A Secretaria da Educação do Estado de São Paulo propôs, em 2008, um currículo básico para as escolas da rede estadual nos níveis de Ensino Fundamental (Ciclo II) e Ensino Médio. Com isso, pretendeu apoiar o trabalho realizado nas escolas estaduais e contribuir para a melhoria da qualidade das aprendizagens dos alunos. Esse processo partiu dos conhecimentos e das experiências práticas já acumulados, ou seja, partiu da recuperação, da revisão e da sistematização de documentos, publicações e diagnósticos já existentes e do levantamento e análise dos resultados de projetos ou iniciativas realizados. No intuito de fomentar o desenvolvimento curricular, a Secretaria da Educação tomou assim duas iniciativas complementares.
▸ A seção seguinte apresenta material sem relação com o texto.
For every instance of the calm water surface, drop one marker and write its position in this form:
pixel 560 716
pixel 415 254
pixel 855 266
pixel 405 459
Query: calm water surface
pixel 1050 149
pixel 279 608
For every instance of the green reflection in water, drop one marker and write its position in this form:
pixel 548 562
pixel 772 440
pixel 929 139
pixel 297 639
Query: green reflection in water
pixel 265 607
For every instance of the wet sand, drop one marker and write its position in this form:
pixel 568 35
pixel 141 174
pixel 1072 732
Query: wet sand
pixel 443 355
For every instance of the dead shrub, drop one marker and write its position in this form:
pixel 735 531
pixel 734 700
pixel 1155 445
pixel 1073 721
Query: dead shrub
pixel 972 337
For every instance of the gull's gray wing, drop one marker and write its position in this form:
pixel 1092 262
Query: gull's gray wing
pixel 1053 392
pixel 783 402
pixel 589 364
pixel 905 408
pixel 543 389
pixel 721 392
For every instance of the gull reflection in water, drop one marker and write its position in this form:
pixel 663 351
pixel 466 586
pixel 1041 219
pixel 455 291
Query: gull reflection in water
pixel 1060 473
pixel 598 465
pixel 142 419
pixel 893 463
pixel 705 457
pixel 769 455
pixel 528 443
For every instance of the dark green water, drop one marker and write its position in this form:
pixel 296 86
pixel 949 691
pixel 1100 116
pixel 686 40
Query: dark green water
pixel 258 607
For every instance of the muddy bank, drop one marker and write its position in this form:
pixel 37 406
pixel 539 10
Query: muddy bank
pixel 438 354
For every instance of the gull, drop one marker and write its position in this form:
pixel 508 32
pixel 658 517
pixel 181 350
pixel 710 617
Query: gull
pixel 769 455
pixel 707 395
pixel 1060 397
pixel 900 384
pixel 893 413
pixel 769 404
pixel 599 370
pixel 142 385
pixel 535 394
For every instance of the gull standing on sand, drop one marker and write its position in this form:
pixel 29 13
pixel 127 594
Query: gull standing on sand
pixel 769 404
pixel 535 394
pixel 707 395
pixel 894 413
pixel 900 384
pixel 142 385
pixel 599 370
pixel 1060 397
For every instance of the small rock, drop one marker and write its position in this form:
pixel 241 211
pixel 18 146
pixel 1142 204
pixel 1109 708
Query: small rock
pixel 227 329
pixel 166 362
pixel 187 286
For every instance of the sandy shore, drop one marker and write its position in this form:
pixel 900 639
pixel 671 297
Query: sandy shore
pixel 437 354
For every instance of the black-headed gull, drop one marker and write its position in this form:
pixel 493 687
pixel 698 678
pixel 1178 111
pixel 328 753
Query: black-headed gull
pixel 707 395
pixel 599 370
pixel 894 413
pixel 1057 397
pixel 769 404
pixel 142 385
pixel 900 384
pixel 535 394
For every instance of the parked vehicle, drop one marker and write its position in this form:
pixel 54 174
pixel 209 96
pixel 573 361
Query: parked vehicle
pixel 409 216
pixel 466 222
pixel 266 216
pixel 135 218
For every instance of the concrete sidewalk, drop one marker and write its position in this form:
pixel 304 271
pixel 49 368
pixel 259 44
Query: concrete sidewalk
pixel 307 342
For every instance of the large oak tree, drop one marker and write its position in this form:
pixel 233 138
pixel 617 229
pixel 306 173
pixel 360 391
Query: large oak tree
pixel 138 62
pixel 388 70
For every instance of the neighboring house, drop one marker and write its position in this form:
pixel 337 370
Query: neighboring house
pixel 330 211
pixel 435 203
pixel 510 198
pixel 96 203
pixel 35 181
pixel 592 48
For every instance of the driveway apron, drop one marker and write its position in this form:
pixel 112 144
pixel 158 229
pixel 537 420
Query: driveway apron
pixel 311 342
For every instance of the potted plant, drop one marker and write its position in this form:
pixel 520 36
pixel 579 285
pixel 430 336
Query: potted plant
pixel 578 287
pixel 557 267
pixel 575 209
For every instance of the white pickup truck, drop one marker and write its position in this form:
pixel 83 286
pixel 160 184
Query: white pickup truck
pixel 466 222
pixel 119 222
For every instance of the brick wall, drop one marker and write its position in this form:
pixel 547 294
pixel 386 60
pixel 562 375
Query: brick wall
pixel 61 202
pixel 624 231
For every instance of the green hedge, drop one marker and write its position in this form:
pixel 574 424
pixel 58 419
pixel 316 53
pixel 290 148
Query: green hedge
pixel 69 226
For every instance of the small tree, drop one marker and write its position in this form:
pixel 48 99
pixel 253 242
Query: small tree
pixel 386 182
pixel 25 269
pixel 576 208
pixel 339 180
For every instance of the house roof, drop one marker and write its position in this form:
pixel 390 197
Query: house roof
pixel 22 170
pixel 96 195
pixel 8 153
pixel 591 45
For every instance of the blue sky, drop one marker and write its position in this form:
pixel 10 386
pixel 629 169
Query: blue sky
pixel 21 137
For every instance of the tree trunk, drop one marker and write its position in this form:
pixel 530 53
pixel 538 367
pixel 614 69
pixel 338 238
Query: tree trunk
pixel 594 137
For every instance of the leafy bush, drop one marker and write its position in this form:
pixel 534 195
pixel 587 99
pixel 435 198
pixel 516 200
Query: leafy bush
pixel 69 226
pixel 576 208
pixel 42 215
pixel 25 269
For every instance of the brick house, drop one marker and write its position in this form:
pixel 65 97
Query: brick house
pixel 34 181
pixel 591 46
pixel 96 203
A primeira delas foi realizar amplo levantamento do acervo documental e técnico pedagógico existente. A segunda deu início a um processo de consulta a escolas e professores para identificar, sistematizar e divulgar boas práticas existentes nas escolas de São Paulo. (SÃO PAULO, 2010, p. 7)

Embora o discurso governamental mencione que as escolas tenham sido consultadas, a fim de subsidiar a produção do currículo, esse parece não ter sido o movimento real. Catanzaro (2012, p. 19) denuncia que “[...] os cadernos produzidos para a proposta curricular foram elaborados por meio de convites realizados pela Fundação Vanzolini a profissionais ligados às universidades estaduais”.

Para Chizzotti e Ponce (2012, p. 32), “as reformas curriculares, recobertas por discursos científicos, pressupostos epistemológicos e axiológicos, manifestam, nos consensos e contradições ideológicas, a luta pela hegemonia política”. O discurso oficial propõe o currículo como um instrumento social de responsabilidade coletiva, porém o que se evidencia é um distanciamento entre o discurso e a prática.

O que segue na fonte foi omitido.